Ипполитов подумал, что Скорцени соврал, но эта ложь ничуть не огорчила его, наоборот, потешила самолюбие. Ответил твердо:
— Надеюсь, что успешно воспользуюсь им.
Ипполитов знал, что почти все группы шпионов и диверсантов, забрасываемые «Цеппелином» в советский тыл,
— Вы должны надеяться, — твердо сказал Скорцени, — вы должны использовать его, что бы ни случилось. Ибо в противном случае пути к нам у вас будут отрезаны, а что ждет вас там — сами знаете. Альтернативы нет, Ипполитов, понятно?
Ипполитов не знал, что означает слово «альтернатива», но не отважился проявить свое невежество.
— Да, — подтвердил он, — альтернативы нет, и «панцеркнакке» должно сделать свое дело.
— Мне нравится ваша решительность.
— Без нее мне хана.
— Что такое «хана»? — не понял Скорцени.
— Жаргонное слово, означает — смерть.
— Вы правильно рассуждаете: без решительности и храбрости вас ждет смерть. Более того, иногда из–за секундного колебания можно сложить голову. Вы знаете, как я освобождал Муссолини? — Скорцени так и сказал: «я освобождал», игнорируя всех остальных участников операции, и Ипполитов подумал, что этому умению преподнести себя надо поучиться у штурмбанфюрера. — О, это было трудное, почти безнадежное дело. И все же мы справились. Слышали как?
Ипполитов кивнул. Как не слышать, когда все немецкие газеты, захлебываясь, описывали этот случай?!
— Это было трудное, почти безнадежное дело, — повторил Скорцени. — И вот что, — перегнулся он через столик к Ипполитову, — должен сказать вам: если бы я растерялся хоть на мгновение, карабинер прикончил бы меня. Да, эта паршивая итальянская свинья успела бы выстрелить — я перепрыгнул через забор, а он уже поднял автомат, мне оставалось полсекунды, и, если бы я не успел нажать на гашетку, он скосил бы меня. — Штурмбанфюрер налил еще по рюмке и опрокинул свою одним духом, что свидетельствовало о волнении. — И я должен посоветовать вам: стреляйте первым, всегда стреляйте первым, секунда колебания может стоить жизни, а это не входит в наши планы, надеюсь, это не входит и в ваши планы, Ипполитов? — Он расхохотался громко, видно, шутка понравилась ему.
— Не входит, герр штурмбанфюрер, — честно признался Ипполитов.

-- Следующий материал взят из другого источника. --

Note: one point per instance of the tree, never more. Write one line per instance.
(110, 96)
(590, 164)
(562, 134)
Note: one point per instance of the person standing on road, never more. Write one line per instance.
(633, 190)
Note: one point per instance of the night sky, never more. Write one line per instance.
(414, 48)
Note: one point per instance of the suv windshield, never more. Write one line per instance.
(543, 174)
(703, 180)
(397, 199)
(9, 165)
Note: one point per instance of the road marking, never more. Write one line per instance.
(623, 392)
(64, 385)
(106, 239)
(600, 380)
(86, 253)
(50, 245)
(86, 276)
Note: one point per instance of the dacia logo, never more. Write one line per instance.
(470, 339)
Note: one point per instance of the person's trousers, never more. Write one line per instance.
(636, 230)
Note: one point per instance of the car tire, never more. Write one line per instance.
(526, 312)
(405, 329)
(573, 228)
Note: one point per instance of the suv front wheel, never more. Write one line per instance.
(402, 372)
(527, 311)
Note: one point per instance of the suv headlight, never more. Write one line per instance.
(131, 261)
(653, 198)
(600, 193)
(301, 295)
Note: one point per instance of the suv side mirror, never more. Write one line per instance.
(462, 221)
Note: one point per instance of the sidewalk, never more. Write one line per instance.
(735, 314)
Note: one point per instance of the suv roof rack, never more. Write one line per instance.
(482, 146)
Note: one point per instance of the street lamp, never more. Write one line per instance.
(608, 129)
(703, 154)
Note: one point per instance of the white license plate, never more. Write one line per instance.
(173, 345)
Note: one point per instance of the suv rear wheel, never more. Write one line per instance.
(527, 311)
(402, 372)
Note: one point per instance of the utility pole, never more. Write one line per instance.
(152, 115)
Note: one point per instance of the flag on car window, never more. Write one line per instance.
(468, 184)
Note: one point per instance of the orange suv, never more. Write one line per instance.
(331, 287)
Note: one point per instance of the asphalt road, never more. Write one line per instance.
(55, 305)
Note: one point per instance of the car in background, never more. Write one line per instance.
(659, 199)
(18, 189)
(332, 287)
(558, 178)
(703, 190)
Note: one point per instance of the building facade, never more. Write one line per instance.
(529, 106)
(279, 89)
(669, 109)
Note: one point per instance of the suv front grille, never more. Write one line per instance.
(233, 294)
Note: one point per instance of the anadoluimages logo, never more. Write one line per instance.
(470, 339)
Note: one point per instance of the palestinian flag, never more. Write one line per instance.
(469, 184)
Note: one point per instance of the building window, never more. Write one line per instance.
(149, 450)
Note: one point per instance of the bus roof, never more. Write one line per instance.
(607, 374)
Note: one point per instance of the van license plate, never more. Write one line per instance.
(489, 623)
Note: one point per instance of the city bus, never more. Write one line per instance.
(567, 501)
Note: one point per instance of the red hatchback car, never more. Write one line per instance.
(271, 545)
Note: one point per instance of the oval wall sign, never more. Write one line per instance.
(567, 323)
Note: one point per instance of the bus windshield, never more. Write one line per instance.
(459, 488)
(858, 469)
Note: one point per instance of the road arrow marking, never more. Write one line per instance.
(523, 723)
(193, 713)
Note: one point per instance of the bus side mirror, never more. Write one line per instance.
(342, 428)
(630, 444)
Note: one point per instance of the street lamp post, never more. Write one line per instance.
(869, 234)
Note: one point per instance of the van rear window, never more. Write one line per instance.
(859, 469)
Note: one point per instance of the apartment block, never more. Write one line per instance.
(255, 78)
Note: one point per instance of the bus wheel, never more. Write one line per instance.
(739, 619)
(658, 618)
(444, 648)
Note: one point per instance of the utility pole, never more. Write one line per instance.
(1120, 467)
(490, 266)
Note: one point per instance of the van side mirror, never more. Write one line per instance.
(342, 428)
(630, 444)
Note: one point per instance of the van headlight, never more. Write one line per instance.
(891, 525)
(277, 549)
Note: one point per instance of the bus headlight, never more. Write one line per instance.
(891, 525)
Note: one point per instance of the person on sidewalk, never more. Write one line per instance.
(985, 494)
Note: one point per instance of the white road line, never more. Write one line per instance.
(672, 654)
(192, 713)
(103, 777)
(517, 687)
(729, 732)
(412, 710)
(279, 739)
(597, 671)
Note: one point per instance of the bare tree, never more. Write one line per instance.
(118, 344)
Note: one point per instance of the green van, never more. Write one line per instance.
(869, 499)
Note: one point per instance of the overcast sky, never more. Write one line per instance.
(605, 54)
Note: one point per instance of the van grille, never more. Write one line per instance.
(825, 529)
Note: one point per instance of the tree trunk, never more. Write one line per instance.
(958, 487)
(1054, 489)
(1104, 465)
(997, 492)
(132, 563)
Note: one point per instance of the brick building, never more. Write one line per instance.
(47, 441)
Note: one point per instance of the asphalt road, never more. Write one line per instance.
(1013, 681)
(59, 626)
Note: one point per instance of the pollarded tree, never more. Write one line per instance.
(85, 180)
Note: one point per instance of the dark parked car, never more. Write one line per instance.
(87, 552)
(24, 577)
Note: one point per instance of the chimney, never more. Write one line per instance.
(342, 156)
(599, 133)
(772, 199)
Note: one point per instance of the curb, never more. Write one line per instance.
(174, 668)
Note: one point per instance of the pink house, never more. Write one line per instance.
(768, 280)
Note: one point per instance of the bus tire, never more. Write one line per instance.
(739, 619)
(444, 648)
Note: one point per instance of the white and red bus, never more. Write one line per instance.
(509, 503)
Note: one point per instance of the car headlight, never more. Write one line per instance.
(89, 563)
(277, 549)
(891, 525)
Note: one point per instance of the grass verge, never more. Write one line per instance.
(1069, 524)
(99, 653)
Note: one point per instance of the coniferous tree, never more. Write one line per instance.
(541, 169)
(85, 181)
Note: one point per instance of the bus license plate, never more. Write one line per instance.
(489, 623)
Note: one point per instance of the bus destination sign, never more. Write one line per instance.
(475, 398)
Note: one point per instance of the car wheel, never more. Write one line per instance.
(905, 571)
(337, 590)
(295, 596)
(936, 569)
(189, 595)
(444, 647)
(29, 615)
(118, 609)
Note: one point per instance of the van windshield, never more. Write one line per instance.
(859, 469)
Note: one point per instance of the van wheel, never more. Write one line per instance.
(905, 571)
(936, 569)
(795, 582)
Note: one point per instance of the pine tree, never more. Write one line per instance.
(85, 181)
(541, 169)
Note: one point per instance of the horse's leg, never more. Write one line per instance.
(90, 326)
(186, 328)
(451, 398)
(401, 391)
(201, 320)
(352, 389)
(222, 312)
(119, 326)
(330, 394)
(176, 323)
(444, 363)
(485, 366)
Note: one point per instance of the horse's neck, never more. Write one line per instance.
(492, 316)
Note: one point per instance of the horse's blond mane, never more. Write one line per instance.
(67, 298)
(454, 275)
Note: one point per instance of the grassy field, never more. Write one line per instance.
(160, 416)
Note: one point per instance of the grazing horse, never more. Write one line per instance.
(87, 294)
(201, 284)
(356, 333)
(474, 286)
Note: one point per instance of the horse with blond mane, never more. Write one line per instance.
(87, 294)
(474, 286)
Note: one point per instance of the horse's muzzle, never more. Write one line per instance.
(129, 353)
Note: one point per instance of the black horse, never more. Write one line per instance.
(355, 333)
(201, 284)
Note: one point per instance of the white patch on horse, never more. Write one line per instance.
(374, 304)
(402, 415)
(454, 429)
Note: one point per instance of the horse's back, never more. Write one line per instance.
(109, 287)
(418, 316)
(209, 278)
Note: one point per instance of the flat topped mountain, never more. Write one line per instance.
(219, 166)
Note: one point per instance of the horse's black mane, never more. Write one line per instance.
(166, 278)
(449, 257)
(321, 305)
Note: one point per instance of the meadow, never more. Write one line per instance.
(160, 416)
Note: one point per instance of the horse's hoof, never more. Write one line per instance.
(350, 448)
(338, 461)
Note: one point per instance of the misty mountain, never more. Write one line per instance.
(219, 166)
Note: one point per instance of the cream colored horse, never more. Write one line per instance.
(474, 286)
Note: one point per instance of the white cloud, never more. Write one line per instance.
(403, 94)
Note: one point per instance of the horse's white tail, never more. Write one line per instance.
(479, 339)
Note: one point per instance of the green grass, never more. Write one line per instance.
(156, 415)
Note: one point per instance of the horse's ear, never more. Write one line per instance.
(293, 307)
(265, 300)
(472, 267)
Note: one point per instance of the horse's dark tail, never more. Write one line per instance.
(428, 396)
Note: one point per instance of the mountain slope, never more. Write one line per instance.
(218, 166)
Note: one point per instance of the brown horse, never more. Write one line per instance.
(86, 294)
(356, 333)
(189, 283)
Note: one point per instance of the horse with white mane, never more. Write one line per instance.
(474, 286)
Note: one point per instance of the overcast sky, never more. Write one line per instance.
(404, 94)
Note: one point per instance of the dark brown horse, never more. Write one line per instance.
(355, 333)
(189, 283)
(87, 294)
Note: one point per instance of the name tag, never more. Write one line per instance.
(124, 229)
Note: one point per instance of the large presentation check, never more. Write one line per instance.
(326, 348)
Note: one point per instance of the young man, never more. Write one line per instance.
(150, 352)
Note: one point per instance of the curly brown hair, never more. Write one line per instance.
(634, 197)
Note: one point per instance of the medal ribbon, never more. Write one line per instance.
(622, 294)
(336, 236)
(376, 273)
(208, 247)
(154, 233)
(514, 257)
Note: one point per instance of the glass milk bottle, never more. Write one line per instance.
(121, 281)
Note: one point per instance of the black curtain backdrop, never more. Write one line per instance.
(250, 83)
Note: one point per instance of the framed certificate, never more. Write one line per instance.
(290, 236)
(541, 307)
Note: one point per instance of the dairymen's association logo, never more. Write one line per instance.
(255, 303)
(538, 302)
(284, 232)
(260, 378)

— Вот мы и договорились… Пейте коньяк, Ипполитов, и я уверен, что мы с вами выпьем после возвращения за вашу победу.
— За нашу общую победу, — уточнил Ипполитов.
И это уточнение было по душе Скорцени, и он сказал:
— Да, мы поработали довольно много и не жалели средств. Вы знаете, сколько будет стоить акция?
— Откуда?
— Около пяти миллионов марок. — Даже лицо Скорцени вытянулось от значительности названной суммы. — Вы представляете, что такое пять миллионов?